US 12,450,810 B2
	Animated facial expression and pose transfer utilizing an end-to-end machine learning model
Cameron Smith, Santa Clara, CA (US)
Assigned to Adobe Inc., San Jose, CA (US)
Filed by Adobe Inc., San Jose, CA (US)
Filed on Mar. 27, 2023, as Appl. No. 18/190,684.
Prior Publication US 2024/0331247 A1, Oct. 3, 2024
This patent is subject to a terminal disclaimer.
Int. Cl. G06T 13/40 (2011.01); G06T 7/246 (2017.01); G06V 10/94 (2022.01); G06V 40/16 (2022.01)

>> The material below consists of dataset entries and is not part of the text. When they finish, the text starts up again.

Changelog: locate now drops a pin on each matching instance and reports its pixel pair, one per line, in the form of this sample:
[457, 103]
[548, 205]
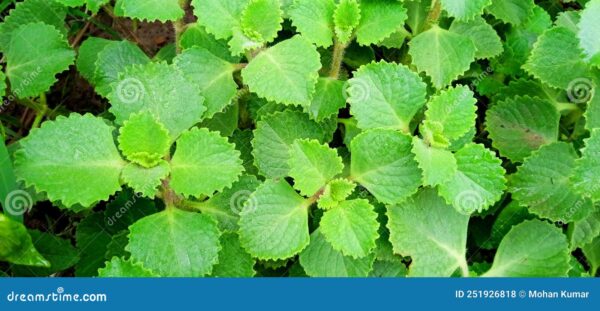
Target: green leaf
[520, 125]
[285, 73]
[351, 228]
[314, 20]
[61, 160]
[273, 139]
[274, 222]
[379, 20]
[383, 163]
[175, 243]
[542, 184]
[319, 259]
[431, 50]
[37, 52]
[478, 183]
[312, 165]
[345, 19]
[151, 10]
[438, 165]
[50, 13]
[588, 30]
[487, 42]
[556, 59]
[143, 140]
[386, 95]
[514, 12]
[145, 181]
[532, 249]
[431, 232]
[16, 246]
[261, 20]
[465, 9]
[204, 162]
[160, 89]
[219, 17]
[234, 261]
[121, 268]
[212, 75]
[455, 110]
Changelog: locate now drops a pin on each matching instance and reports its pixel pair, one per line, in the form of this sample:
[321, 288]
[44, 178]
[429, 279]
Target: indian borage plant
[321, 137]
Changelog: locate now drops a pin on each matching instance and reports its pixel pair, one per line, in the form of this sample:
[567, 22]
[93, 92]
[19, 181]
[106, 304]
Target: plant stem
[338, 57]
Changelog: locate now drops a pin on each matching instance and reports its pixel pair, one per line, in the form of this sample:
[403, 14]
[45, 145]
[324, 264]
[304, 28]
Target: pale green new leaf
[521, 125]
[60, 159]
[314, 20]
[211, 74]
[431, 232]
[204, 162]
[160, 89]
[312, 165]
[532, 249]
[175, 243]
[285, 73]
[319, 259]
[543, 184]
[351, 228]
[143, 140]
[380, 19]
[36, 54]
[385, 95]
[274, 224]
[383, 163]
[478, 182]
[442, 55]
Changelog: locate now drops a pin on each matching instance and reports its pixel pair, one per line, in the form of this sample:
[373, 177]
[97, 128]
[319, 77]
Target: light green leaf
[438, 165]
[314, 20]
[431, 50]
[521, 125]
[175, 243]
[212, 75]
[319, 259]
[465, 9]
[60, 159]
[383, 163]
[351, 228]
[273, 139]
[204, 162]
[542, 184]
[274, 222]
[345, 19]
[160, 89]
[120, 268]
[37, 52]
[514, 12]
[556, 59]
[478, 183]
[16, 246]
[484, 36]
[143, 140]
[532, 249]
[386, 95]
[285, 73]
[431, 232]
[234, 261]
[379, 20]
[151, 10]
[312, 165]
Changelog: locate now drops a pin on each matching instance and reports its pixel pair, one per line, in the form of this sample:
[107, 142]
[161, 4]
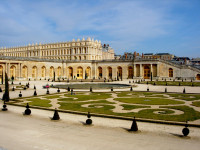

CPC G06T 13/40 (2013.01) [G06T 7/251 (2017.01); G06V 10/95 (2022.01); G06V 40/176 (2022.01); G06T 2200/24 (2013.01); G06T 2207/20084 (2013.01); G06T 2207/30201 (2013.01)]

20 Claims

1. A computer-implemented method comprising:

extracting, utilizing a first three-dimensional encoder, a first target facial expression animation embeddings for a first resolution from a first frame of a target digital video portraying a target animation of a face;

extracting, utilizing the first three-dimensional encoder, a first target pose animation embeddings for the first resolution from the first frame of the target digital video;

identifying a static source digital image portraying a source face having a source shape and facial expression;

generating, utilizing a second three-dimensional encoder, a first source shape embedding for the first resolution from the static source digital image;

generating a first combined embeddings by concatenating the first target facial expression animation embeddings for the first resolution from the first frame of the target digital video, the first target pose animation embeddings for the first resolution from the first frame of the target digital video, and the first source shape embedding for the first resolution from the static source digital image;

extracting, utilizing the first three-dimensional encoder, a second target facial expression animation embedding for a second resolution from the first frame of the target digital video portraying the target animation of the face;

extracting, utilizing the first three-dimensional encoder, a second target pose animation embedding for the second resolution from the first frame of the target digital video;

generating, utilizing the second three-dimensional encoder, a second source shape embedding for the second resolution from the static source digital image;

generating a second combined embedding by concatenating the second target facial expression animation embedding for the second resolution from the first frame of the target digital video, the second target pose animation embedding for the second resolution from the first frame of the target digital video, and the second source shape embedding for the second resolution from the static source digital image; and

generating, utilizing a facial animation generative adversarial neural network comprising a first layer corresponding to the first resolution and a second layer corresponding to the second resolution, an animation by conditioning the first layer of the facial animation generative adversarial neural network with the first combined embeddings and conditioning the second layer of the facial animation generative adversarial neural network with the second combined embedding, wherein the animation portrays the source face animated according to the target animation from the target digital video.